Study: Multimodal AI Improves Edtech Decisions
What happened
A new study details an “intelligent educational decision-making system” that uses multimodal data fusion and knowledge graphs to personalize instruction. The system synthesizes diverse data streams, including voice, text, and behavioral logs, to map student progress and infer the next best action. This approach reportedly demonstrates superior accuracy in tailoring recommendations compared to single-modal systems, and the use of knowledge graphs offers greater transparency for its adaptation pathways.
Why it matters
- Automatic speech recognition (ASR) systems trained on adult voices perform poorly with children due to differences in acoustic properties like higher pitch and greater variability. Even when trained specifically on children's speech, error rates can be 60% to 176% higher than for adult-trained systems on adult speech. - Deep Knowledge Tracing (DKT), which often uses recurrent neural networks, is a common technique to model a student's knowledge over time. Multimodal approaches enhance DKT by incorporating not just text but also image, cognitive, and other data modalities to create a more accurate representation of a student's knowledge state. - To decide the "next best action," many adaptive systems use a multi-armed bandit (MAB) framework to manage the exploration-exploitation tradeoff. This allows the system to efficiently test the effectiveness of different educational activities for a student while also serving the content that has historically worked best. - Reinforcement learning (RL) can be used to create an optimal "policy" for sequencing content that maximizes a student's long-term learning. This involves mapping a student's current state, derived from interaction data, to the next piece of content, with the goal of improving metrics like future quiz performance. - Knowledge graphs help make an AI tutor's decisions transparent by explicitly mapping the relationships between educational concepts. This allows the system to justify its recommendations, such as showing that a new topic is being introduced because the student has mastered all the prerequisite skills. - Carnegie Learning's Cognitive Tutor, first developed at Carnegie Mellon in the 1980s, is an early and influential example of an AI-powered adaptive learning system in mathematics. The company's latest tool, LiveHint AI, uses a large language model trained on 25 years of student interaction data.
Key numbers
- Even when trained specifically on children's speech, error rates can be 60% to 176% higher than for adult-trained systems on adult speech.
- Carnegie Learning's Cognitive Tutor, first developed at Carnegie Mellon in the 1980s, is an early and influential example of an AI-powered adaptive learning system in mathematics.
- The company's latest tool, LiveHint AI, uses a large language model trained on 25 years of student interaction data.
What happens next
- To decide the "next best action," many adaptive systems use a multi-armed bandit (MAB) framework to manage the exploration-exploitation tradeoff.
- This involves mapping a student's current state, derived from interaction data, to the next piece of content, with the goal of improving metrics like future quiz performance.
- The system synthesizes diverse data streams, including voice, text, and behavioral logs, to map student progress and infer the next best action.
Quick answers
What happened in Study: Multimodal AI Improves Edtech Decisions?
A new study details an “intelligent educational decision-making system” that uses multimodal data fusion and knowledge graphs to personalize instruction. The system synthesizes diverse data streams, including voice, text, and behavioral logs, to map student progress and infer the next best action. This approach reportedly demonstrates superior accuracy in tailoring recommendations compared to single-modal systems, and the use of knowledge graphs offers greater transparency for its adaptation pathways.
Why does Study: Multimodal AI Improves Edtech Decisions matter?

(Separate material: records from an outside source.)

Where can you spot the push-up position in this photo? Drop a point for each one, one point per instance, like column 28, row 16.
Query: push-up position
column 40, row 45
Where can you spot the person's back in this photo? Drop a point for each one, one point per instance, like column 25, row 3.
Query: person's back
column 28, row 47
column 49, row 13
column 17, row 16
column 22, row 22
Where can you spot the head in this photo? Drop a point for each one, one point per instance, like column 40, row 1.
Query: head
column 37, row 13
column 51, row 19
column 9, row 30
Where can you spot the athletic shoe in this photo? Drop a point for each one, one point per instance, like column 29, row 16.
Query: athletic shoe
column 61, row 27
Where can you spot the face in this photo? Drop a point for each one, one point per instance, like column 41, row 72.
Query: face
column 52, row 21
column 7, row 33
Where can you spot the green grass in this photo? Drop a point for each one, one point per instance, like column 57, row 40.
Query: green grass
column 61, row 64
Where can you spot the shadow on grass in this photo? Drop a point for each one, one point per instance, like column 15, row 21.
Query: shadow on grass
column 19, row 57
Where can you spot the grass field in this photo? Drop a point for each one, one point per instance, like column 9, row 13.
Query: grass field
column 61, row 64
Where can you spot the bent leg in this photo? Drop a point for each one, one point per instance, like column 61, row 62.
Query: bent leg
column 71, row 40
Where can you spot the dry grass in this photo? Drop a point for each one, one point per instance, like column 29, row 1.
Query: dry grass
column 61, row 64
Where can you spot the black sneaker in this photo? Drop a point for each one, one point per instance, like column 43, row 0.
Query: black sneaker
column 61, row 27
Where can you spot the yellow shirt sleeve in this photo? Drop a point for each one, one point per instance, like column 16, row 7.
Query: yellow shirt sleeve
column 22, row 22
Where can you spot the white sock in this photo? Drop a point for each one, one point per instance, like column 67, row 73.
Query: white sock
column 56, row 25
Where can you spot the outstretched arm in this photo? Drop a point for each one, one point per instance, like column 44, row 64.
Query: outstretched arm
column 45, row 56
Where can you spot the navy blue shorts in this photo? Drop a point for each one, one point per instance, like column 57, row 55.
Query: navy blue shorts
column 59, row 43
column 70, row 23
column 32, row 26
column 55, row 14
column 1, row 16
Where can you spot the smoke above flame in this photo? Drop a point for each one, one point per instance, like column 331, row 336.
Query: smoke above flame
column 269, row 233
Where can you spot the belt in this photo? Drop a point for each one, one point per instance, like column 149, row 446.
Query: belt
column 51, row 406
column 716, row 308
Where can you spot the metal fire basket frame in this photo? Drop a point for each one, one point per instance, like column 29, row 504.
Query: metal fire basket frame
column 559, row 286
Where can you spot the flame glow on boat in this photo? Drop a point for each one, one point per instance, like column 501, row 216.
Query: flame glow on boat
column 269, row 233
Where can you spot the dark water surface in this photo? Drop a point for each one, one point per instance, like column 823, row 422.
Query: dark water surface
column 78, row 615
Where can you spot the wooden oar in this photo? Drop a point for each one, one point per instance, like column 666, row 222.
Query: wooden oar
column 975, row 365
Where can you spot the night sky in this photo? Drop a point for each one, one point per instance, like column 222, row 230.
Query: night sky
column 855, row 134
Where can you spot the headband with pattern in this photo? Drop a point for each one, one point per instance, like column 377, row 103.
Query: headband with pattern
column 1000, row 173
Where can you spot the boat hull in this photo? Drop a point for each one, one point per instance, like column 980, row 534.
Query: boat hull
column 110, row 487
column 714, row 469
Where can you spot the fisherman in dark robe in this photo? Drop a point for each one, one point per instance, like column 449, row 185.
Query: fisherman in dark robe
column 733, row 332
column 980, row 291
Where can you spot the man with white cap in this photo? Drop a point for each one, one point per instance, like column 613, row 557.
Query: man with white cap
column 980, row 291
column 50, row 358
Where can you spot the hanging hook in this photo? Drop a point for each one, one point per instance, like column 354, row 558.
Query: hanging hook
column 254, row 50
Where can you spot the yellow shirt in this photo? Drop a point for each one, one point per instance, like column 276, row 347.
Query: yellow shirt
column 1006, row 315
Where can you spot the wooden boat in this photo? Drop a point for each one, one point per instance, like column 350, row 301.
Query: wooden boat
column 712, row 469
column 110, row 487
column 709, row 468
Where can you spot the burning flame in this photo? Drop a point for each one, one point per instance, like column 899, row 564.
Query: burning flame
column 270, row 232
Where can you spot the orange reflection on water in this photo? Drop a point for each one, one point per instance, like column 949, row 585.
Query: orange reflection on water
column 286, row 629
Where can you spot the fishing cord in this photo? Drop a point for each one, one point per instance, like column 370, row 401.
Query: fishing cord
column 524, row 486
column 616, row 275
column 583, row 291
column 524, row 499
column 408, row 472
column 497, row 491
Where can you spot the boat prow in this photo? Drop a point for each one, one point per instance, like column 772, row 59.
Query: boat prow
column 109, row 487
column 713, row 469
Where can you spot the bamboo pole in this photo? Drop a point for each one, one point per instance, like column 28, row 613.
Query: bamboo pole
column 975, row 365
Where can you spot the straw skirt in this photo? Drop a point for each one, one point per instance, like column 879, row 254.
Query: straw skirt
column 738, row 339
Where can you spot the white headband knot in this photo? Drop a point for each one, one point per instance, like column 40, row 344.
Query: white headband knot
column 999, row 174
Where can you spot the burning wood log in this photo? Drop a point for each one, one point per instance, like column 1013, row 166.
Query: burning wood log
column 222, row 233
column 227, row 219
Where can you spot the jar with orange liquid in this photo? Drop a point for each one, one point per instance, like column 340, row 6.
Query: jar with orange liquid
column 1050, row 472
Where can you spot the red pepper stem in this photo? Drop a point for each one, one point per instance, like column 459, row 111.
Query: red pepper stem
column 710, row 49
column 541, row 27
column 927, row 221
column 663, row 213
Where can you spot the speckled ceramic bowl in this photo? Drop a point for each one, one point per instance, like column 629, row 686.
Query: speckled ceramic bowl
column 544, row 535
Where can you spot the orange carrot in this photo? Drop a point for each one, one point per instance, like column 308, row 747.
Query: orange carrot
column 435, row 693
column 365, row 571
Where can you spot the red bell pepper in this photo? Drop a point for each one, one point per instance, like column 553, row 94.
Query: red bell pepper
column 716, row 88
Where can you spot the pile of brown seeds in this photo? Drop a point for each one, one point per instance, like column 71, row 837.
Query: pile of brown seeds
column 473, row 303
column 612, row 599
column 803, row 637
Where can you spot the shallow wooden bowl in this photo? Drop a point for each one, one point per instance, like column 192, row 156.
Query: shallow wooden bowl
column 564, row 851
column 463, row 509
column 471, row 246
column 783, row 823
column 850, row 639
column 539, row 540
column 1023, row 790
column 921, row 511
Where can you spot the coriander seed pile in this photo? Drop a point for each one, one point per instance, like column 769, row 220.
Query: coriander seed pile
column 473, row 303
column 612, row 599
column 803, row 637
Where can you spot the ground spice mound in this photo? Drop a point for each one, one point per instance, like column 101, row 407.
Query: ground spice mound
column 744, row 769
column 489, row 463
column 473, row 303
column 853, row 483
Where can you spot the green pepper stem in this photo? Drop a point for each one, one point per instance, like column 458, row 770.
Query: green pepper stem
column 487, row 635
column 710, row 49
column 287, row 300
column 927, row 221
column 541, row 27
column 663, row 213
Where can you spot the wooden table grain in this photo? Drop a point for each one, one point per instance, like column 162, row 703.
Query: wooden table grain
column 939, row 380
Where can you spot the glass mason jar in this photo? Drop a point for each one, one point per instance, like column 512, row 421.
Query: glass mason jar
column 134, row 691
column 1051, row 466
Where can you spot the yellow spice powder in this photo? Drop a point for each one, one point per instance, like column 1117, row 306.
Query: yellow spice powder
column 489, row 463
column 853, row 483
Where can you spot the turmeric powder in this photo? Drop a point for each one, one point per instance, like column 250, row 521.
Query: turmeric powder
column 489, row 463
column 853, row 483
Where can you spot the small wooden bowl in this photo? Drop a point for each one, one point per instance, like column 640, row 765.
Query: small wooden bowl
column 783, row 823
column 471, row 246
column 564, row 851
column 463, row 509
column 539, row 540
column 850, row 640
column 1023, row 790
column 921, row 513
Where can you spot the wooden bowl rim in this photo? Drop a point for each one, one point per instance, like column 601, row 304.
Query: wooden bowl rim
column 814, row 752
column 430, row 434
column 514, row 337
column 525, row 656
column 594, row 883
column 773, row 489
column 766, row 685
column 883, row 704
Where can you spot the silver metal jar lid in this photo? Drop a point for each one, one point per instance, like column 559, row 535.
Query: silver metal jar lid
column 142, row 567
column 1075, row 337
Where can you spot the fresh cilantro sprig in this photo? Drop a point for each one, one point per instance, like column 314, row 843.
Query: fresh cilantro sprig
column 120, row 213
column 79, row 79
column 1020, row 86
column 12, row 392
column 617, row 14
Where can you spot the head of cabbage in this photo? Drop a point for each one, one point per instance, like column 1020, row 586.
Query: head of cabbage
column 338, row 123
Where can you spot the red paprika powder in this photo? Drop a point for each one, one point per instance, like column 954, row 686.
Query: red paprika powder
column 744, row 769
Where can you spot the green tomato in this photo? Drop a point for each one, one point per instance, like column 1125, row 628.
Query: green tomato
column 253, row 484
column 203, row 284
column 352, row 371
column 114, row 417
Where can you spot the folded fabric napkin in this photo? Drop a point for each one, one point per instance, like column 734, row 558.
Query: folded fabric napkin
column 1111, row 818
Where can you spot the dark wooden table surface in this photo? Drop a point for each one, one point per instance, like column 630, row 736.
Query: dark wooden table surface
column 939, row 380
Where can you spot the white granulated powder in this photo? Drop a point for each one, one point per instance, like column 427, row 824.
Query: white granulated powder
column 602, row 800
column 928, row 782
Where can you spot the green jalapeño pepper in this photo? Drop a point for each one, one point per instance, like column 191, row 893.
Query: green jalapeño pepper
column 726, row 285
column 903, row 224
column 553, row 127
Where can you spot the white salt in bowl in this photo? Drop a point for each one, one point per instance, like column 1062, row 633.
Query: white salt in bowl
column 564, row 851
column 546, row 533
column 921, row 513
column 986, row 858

Automatic speech recognition (ASR) systems trained on adult voices perform poorly with children due to differences in acoustic properties like higher pitch and greater variability. Even when trained specifically on children's speech, error rates can be 60% to 176% higher than for adult-trained systems on adult speech. Deep Knowledge Tracing (DKT), which often uses recurrent neural networks, is a common technique to model a student's knowledge over time. Multimodal approaches enhance DKT by incorporating not just text but also image, cognitive, and other data modalities to create a more accurate representation of a student's knowledge state. To decide the "next best action," many adaptive systems use a multi-armed bandit (MAB) framework to manage the exploration-exploitation tradeoff. This allows the system to efficiently test the effectiveness of different educational activities for a student while also serving the content that has historically worked best. Reinforcement learning (RL) can be used to create an optimal "policy" for sequencing content that maximizes a student's long-term learning. This involves mapping a student's current state, derived from interaction data, to the next piece of content, with the goal of improving metrics like future quiz performance. Knowledge graphs help make an AI tutor's decisions transparent by explicitly mapping the relationships between educational concepts. This allows the system to justify its recommendations, such as showing that a new topic is being introduced because the student has mastered all the prerequisite skills. Carnegie Learning's Cognitive Tutor, first developed at Carnegie Mellon in the 1980s, is an early and influential example of an AI-powered adaptive learning system in mathematics. The company's latest tool, LiveHint AI, uses a large language model trained on 25 years of student interaction data.